Linux Realestate

I realize I haven’t written anything here in a bit, but that doesn’t men I haven’t done any nifty Linuxy things. I have been wrestling, lately, with some screen realestate problems….

At work I got assigned a laptop to use as my workstation, and this laptop comes with a docking station. Now this dock was hooked to a nice lcd monitor, but I did notice that most of my coworkers had dial displays. Being low-man on the totem pole I didn’t give it much thought until recently when I came across a spare lcd monitor I could use as a second. Since some other people are using dual displays on the same hardware under windows, I assumed that I could, in fact, do it with Linux as well.

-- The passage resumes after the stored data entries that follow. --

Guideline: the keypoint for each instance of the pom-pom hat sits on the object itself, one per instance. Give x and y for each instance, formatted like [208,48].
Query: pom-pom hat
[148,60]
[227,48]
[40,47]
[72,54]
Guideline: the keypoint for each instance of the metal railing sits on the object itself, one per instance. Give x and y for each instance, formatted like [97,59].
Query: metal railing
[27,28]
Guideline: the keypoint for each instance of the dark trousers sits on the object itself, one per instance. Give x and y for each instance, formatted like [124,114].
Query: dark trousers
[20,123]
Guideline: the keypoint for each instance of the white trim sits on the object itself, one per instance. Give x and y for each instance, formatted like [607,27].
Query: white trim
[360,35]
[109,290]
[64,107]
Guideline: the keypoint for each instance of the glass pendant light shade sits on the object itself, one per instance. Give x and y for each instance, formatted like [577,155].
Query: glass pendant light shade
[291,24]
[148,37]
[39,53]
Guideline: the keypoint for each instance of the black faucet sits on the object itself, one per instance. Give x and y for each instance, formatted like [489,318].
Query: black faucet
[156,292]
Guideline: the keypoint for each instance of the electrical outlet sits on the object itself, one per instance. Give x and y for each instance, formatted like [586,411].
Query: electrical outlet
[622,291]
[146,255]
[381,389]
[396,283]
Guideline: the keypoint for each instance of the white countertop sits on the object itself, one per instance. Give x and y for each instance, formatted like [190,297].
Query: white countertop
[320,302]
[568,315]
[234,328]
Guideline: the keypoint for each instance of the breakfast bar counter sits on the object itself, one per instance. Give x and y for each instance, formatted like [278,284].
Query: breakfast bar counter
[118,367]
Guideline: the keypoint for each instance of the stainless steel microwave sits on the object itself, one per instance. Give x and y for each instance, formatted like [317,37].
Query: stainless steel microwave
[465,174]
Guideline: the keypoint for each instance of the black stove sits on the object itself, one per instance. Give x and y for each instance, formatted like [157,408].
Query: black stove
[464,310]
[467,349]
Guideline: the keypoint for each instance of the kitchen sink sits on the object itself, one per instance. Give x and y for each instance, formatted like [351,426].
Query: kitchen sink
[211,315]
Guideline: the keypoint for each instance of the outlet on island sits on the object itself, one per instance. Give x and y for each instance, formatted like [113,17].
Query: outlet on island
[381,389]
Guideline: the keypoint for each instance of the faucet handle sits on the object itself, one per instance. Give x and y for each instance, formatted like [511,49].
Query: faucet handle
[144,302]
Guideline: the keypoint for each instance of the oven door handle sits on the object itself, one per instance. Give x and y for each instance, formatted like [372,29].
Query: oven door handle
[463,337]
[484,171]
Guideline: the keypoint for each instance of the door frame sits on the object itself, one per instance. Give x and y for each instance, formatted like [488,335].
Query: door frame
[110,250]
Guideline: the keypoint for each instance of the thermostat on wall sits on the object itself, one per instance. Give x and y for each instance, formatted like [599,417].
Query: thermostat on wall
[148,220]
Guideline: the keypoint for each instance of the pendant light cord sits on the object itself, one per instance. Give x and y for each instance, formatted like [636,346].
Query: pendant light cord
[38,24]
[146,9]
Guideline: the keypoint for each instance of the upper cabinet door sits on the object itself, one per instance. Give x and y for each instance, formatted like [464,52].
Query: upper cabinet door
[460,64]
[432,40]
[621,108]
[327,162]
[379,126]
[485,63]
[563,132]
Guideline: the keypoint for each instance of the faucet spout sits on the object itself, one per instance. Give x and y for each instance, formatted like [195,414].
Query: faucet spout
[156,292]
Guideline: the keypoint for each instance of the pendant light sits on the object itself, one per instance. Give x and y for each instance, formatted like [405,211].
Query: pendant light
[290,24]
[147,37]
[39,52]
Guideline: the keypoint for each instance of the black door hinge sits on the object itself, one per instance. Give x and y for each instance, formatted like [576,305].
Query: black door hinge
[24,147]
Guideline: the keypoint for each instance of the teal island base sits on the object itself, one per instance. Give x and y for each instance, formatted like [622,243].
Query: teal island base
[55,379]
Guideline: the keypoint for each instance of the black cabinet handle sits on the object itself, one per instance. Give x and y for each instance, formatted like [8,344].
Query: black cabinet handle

The laptop uses an ATI video card, and after upgrading to the latest and greatest ATI driver and creating a xorg.conf with aticonfig, I was quite pleased to see working dual displays. This wasn’t hard to get working once I found the correct information. Unfortunately, I had a real problem getting this set up *just right*. While the dual screen works, one screen is offset just a little bit, and it’s just enough to drive me crazy. I have tried everything in the book to tweak it out for about three days until I got too annoyed and just went back to one monitor (to keep my sanity).

After all that, a coworker brought his laptop in that he just installed Slackware on and one of his problems/questions was the video resolution. This is a newer laptop running ATI video and a widescreen display. Well, a quick google gave good results on getting this going properly, and the solution was, again, install the new ATI driver, and you can use aticonfig to generate a xorg.conf file. This, again, worked well, however, with one small problem. The resolution was *stuck* quite high and the only adjustment I could make was to get it very low at about 640×480. Again, ATI almost there but not quite…

Forward to today where I *finally* got around to trying dual monitors on my home machine. The difference here is that my machine has nvidia for video. I plugged in another monitor and got a blank display, which was kind of disheartening. I did some quick research on the net and found some good directions on the Ubuntu forums on this. Apparently you add the twinview option to your xorg.conf and it’s just supposed to work. Well, guess what? It does! This is truely goovy to have 3 lcf screens on my desk (1-widescreen mac, 2-17 inch hooked to my main workstation (linux)).

Moral of the story: When you want dual monitors, use Nvidia.